Balzaquianas e Kafkianos

Balzaquianas e Kafkianos
Balzac, escultura de Rodin | Foto: Milton Ribeiro
Balzac, escultura de Rodin | Foto: Milton Ribeiro

A Mulher de 30 Anos é um dos piores livros de Honoré de Balzac. Certamente, é o pior que li. Logo ele, um minucioso criador de personagens e tramas, escreveu um história frouxa, desarticulada e meio sem pé nem cabeça. Devia estar apressado e premido por dívidas, o que frequentemente lhe acontecia. Poderia citar uma dúzia de excelentes romances perfeitos de Balzac, mas este é de matar. Apesar disto, seu belo título inspirou-nos a criar o termo “balzaquiana” no Brasil. Esta palavra, que só existe em nosso país, serve para caracterizar as mulheres na faixa dos 30 anos, como no título da obra. Na época de Balzac e mesmo depois, a idade de 30 anos era um turning point decisivo para as mulheres: ou estavam caindo fora do mercado casamenteiro para tornarem-se tias — tolerados fracassos sociais, bem entendido — ou, se estivessem vivendo casamentos infelizes, estavam perplexas ante o irremediável, como a personagem de Balzac. Isto excita nossa imaginação, mas…

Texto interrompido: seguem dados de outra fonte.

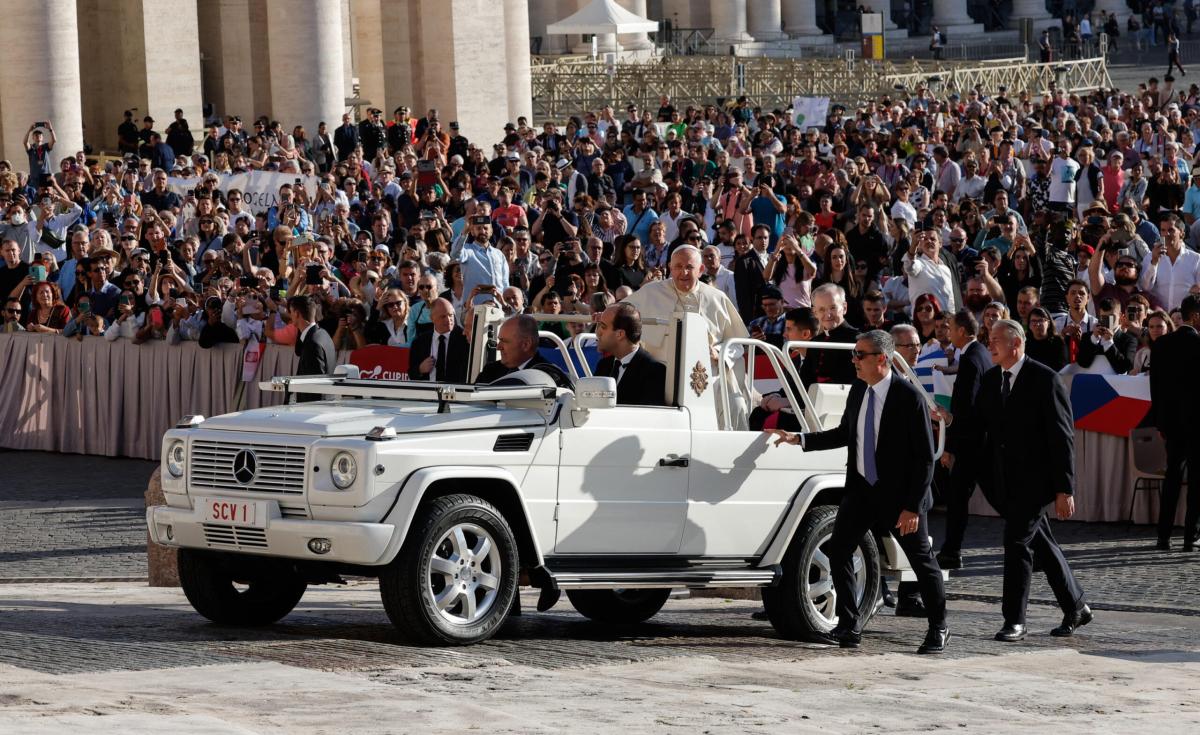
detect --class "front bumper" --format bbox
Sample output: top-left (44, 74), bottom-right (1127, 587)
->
top-left (146, 506), bottom-right (396, 566)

Dos 17 volumes das obras de Balzac editadas e reeditadas pela Globo (com traduções impecáveis de gente como Mário Quintana, Paulo Rónai, etc.), li uns 12. Posso dizer que as balzaquianas são a exceção da obra de Balzac. As verdadeiras balzaquianas — as que estão nos romances — são as jovenzinhas e as tias velhas, nunca as mulheres de 30 anos. Nossa confusão criou uma expressão culta e… equivocada, pura fantasia sobre o nome de um livro. O autor não deu maior atenção aos problemas das trintonas.

kafka metamorfosePorém, além das mulheres balzaquianas, existem as situações kafkianas. Este não chega a ser um equívoco, mas reduz a obra de Kafka. Cada vez que alguém está numa situação que não compreende, passa a vivenciar uma “situação kafkiana”. Concordo que parte da obra de nosso homem de Praga seja dedicada a problemas de natureza insolúvel, e incompreensível, mas e o resto? O fato literário mais típico e perturbador da obra de Kafka é a revolucionária e insistente utilização da parábola. Esta sim é kafkiana. São parábolas pesadas, porém não são assim tão incompreensíveis. Segundo o dicionário Aurélio, um dos significados da palavra parábola é o de ser uma “Narração alegórica na qual o conjunto de elementos evoca, por comparação, outras realidades de ordem superior”. Não é a descrição perfeita de um Franz Kafka menos kafkiano?

Acho que as fotos do autor também contribuem para a confusão. Quase sempre sério com suas orelhas de abano, ele parecia um solitário atrapalhado com a vida. Porém, na verdade, tratava-se de um namorador habitué dos cafés de sua bela cidade. Sua característica mais estranha era a de não conseguir criar se o ambiente não fosse 100% silencioso, o que não é tão incomum. Assim sendo, ele acabou criando sua grande obra dentro de uma pequena casa dentro do Castelo de Praga onde sua irmã morava. Quem conhece Praga, sabe que kafkiano mesmo é o cara subir aquela escadaria interminável todos os dias após o trabalho. Ali sim, ele podia escrever.